Bush to propose aviation security measures Thursday
By John King
WASHINGTON (CNN) -- President Bush will propose placing armed federal marshals on virtually all U.S. commercial air flights and significantly boosting the federal role in airport security screening as part of a package of proposed administration airline and airport security measures to be unveiled Thursday, administration and congressional sources tell CNN.
The sources said the administration also will embrace new measures, both short-term and long-term, designed to improve cockpit security. But the White House firmly opposes the idea of letting pilots carry handguns in the cockpit, according to several sources who spoke to CNN on condition of anonymity.

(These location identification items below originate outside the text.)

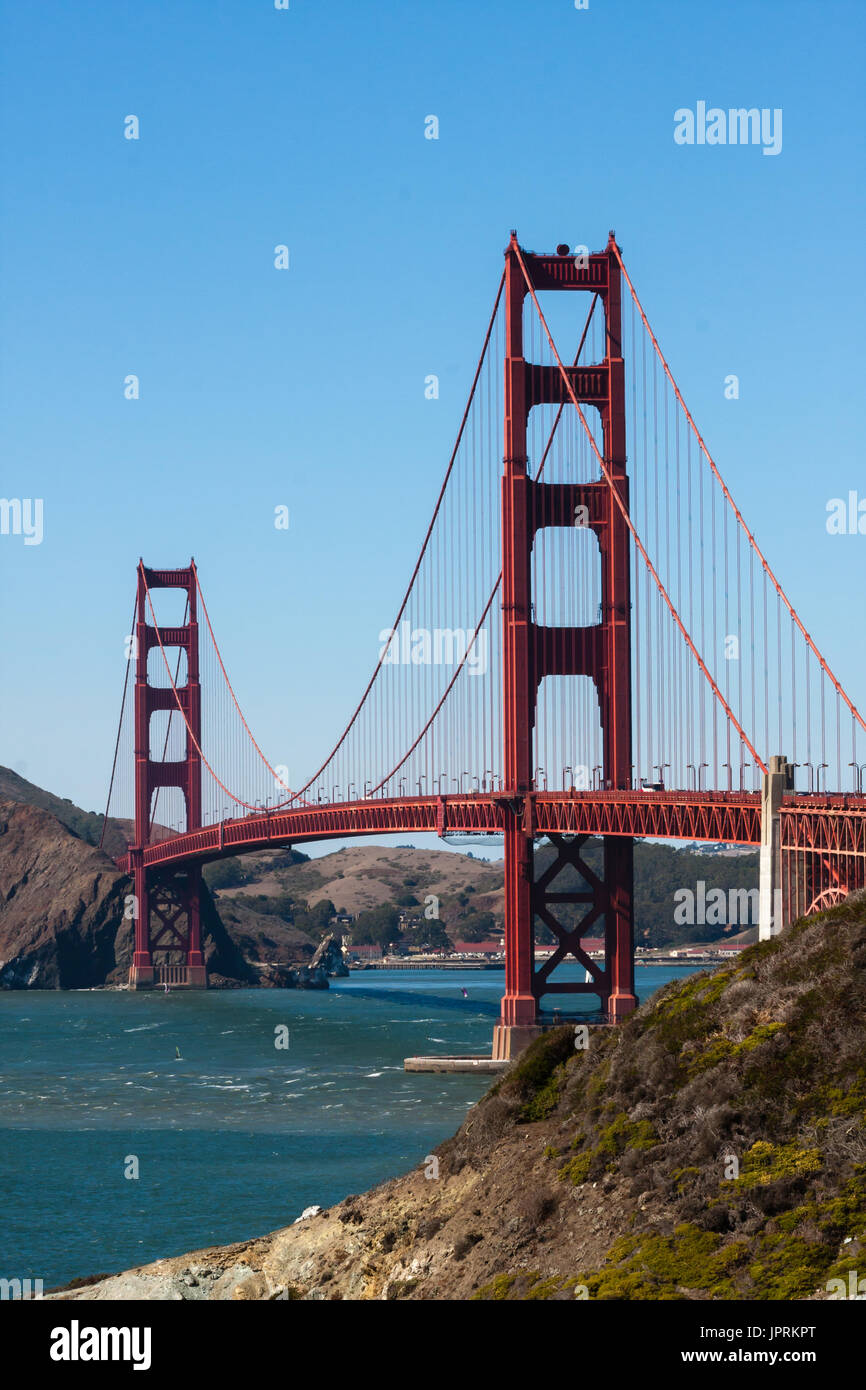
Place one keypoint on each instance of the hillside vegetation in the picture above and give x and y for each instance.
(713, 1147)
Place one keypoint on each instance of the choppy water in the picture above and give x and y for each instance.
(238, 1136)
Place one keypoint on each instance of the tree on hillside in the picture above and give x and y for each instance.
(377, 926)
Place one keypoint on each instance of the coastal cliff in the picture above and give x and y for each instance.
(713, 1147)
(61, 913)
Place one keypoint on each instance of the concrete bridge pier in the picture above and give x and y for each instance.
(776, 783)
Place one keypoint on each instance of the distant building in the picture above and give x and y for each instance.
(478, 947)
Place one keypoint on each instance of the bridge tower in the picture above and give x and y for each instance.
(601, 651)
(167, 901)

President Bush was meeting with senior advisers later Wednesday to review the proposals, and aides stressed there could be some changes to the details of the package. But they said the overall thrust had taken shape, so much so that Bush aides were briefing key lawmakers Wednesday, saying it was the president's desire for Congress to quickly act on the legislation and send it to the White House for his signature by the end of next week.
The president was to unveil his "principles" in a speech to airline workers at Chicago's O' Hare International Airport on Thursday. House Speaker Rep. Dennis Hastert, R-Illinois, and House Minority Leader Rep. Richard Gephardt, D-Missouri, were scheduled to travel with Bush as a show of bipartisan support for quick congressional action on airline security improvements.
Bush also is facing increased pressure to address the layoffs in the airline and other industries with a package of federal assistance.
Some of the actions can be taken administratively by the Federal Aviation Administration; others require congressional action. The administration proposals will deal with three major areas of the airport and airline security debate:
-- AIRPORT SECURITY SCREENING: The administration does not favor making this a full federal responsibility, the sources said. But "they recognize there needs to be a greater federal role," one lawmaker briefed on the administration's views said.
This lawmaker and other sources said the administration favored federal standards, training and testing for security positions, and a larger federal presence at security checkpoints, especially at major airports.
"Seeing an armed officer with a federal badge as you go through the checkpoint is going to be a familiar sight, if not at every airport, then at most," an administration official involved in the deliberations said.
-- AIR MARSHALS: The administration will call for a broad-based federal air marshal program that offers "substantial if not complete" coverage of commercial flights. The administration already is borrowing agents from the Drug Enforcement Administration, Immigration and Naturalization Service and other federal agencies to serve temporarily as air marshals while others are hired and trained for this role.
-- COCKPIT SECURITY: The administration backs installation of stronger, secure cockpit doors. The FAA already has ordered immediate cockpit security improvements, and the administration's proposal envisions additional short-term steps, such as security bars and other access barriers, during the phase-in period for the fortified doors.
In the conversations with key members of Congress, the administration also has signaled a willingness to embrace the use of National Guard troops as a temporary supplement to airport security.
"There is a concern in Congress that there be an obvious, immediate, visible security factor as a reassuring sign to people, and we can go along with that if it can be done in a way that works," a senior administration official said. Some in Congress have been suggesting National Guard troops be used as air marshals.
The FAA has already ordered new measures designed to improve the screening of airline and airport workers who have access to planes, tarmacs, runways, cargo and baggage areas, and congressional aides said legislative steps in this area were likely as well, such as mandatory criminal background checks.
Some in Congress also are debating whether to push a provision requiring airport security checkpoint workers to be American citizens, though it was unclear if such a proposal would have significant support.